Request By:
Mr. James G. Shepherd
City Councilman
City of Edgewood
385 Dudley Road
Edgewood, Kentucky 41017
Opinion
Opinion By: Robert F. Stephens, Attorney General; By: Walter C. Herdman, Assistant Deputy Attorney General
This is in answer to your letter of January 29 in which you refer to the fact that the city of Edgewood [a city of the fourth class] obtains its fire protection pursuant to a contract with the Southern Hills Volunteer Fire Department. A large percentage of the members being residents of Edgewood. The question is raised that if any of these members of the volunteer fire department are elected to the city council at the coming general election, would a conflict of interest exist.

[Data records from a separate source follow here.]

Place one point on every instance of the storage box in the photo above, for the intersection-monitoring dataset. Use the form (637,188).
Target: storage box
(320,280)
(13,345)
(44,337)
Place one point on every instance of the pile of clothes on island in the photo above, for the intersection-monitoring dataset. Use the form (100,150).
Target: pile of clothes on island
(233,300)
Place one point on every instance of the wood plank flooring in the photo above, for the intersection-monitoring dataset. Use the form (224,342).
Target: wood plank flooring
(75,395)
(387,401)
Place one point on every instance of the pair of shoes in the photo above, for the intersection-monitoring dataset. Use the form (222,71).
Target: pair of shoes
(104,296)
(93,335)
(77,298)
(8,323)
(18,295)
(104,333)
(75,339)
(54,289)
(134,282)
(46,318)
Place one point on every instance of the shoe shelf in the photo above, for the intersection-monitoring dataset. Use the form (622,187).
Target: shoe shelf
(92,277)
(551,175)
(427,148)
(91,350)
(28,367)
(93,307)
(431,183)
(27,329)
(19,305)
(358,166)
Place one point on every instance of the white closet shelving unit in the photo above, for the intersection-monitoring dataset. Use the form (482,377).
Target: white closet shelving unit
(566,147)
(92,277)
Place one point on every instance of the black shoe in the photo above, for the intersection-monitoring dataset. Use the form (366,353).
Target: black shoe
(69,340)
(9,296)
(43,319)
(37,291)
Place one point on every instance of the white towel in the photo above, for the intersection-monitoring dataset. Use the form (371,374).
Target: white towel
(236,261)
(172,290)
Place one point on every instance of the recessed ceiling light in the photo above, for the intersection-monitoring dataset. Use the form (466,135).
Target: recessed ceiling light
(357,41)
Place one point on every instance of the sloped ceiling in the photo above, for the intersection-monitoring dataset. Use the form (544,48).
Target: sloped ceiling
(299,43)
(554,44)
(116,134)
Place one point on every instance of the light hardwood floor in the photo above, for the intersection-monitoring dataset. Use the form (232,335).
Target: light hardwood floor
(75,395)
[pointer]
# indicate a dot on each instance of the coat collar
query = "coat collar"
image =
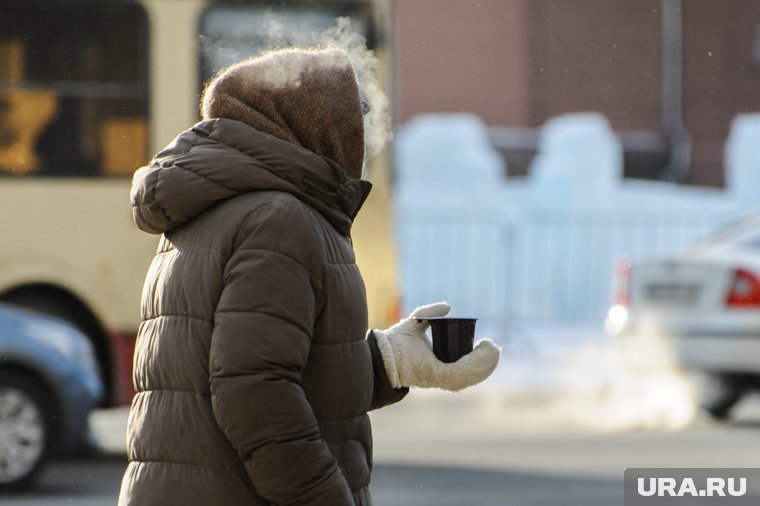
(220, 158)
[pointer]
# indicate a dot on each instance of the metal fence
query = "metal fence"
(546, 265)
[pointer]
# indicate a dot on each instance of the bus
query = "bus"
(89, 90)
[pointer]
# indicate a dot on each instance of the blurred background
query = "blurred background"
(582, 176)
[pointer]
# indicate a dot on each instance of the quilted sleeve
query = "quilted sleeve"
(260, 345)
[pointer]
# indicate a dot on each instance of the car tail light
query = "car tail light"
(745, 290)
(622, 274)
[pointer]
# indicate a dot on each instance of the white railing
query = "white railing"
(554, 266)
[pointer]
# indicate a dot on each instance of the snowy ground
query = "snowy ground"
(581, 377)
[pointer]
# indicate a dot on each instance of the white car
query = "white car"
(706, 303)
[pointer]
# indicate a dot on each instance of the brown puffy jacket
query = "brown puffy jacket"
(252, 370)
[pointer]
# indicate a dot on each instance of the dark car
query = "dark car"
(49, 384)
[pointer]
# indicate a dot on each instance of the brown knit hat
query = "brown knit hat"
(307, 97)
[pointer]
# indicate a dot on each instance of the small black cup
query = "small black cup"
(452, 337)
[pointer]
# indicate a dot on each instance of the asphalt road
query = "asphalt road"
(467, 451)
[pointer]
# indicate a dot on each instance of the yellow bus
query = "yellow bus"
(89, 89)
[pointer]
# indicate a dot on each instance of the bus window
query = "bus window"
(230, 33)
(73, 88)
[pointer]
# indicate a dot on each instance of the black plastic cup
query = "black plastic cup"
(452, 337)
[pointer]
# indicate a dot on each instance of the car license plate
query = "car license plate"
(673, 294)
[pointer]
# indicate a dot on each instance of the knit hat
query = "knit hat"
(307, 97)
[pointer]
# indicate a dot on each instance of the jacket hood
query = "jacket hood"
(221, 158)
(304, 96)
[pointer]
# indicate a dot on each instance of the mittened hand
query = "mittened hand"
(409, 360)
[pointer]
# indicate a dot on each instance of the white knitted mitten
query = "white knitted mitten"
(409, 361)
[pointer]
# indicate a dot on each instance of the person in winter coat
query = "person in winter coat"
(253, 369)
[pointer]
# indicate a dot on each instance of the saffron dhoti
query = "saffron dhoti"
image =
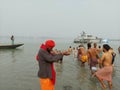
(46, 84)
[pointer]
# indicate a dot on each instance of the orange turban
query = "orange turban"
(50, 43)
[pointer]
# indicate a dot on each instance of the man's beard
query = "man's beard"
(49, 50)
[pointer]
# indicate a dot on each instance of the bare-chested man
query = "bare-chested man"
(93, 58)
(105, 73)
(83, 55)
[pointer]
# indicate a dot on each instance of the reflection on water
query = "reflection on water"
(18, 71)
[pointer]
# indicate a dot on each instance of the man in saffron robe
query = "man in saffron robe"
(45, 59)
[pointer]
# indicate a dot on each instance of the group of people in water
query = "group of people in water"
(100, 61)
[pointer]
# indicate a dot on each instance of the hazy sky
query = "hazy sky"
(60, 18)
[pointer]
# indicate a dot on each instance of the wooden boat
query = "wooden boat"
(10, 46)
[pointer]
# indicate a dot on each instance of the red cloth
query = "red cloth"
(50, 43)
(52, 65)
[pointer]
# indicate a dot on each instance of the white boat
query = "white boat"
(87, 38)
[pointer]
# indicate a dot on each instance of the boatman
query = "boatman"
(12, 39)
(45, 58)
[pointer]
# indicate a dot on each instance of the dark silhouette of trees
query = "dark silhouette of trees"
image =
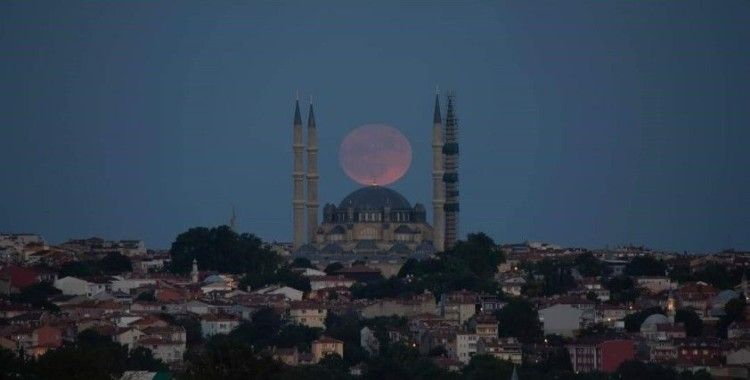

Our response to your question would be in the affirmative if the contract between the city and the volunteer fire department is executed during the term that members of the fire department are also serving as members of the city council. If such be the case, then KRS 61.270 would be violated, in our opinion, which provides, in effect, that no member of the city council of a city of the fourth class shall be interested directly or indirectly in any contract with the city of which he is an officer, and any such contract shall be void.
For your information, we are enclosing a copy of a recent opinion, OAG 79-98, which cites a number of cases in which the court has held that contracts between the city and a corporation of which a member of the city council is an employe creates a conflict of interest under a similar statute to the one referred to above. The basis of these decisions is the fact that the councilman will derive some pecuniary interest, even though small, from the execution of the contract.
On the other hand, if the contract for fire protection is executed prior to a volunteer fireman becoming a member of the city council, no conflict of interest would exist under the terms of the case of
Collinsworth v. City of Catlettsburg, 236 Ky. 194, 32 S.W. 982 (1930). The court, in this case, said and we quote:
". . . 'The interest must exist at the time the contract is made. If at the time a contract is executed no officer of the city has a pecuniary interest in it, it is valid and it will not be invalidated merely because an officer subsequently acquires an interest therein, provided there is no evidence of any conspiracy or criminal understanding between the contractor and the city officer at the time the principal contract was entered into.'"
Here we might also add that the monthly approval of a bill for services rendered under a contract executed prior to the term of the officer in question would not, in our opinion, create a conflict of interest.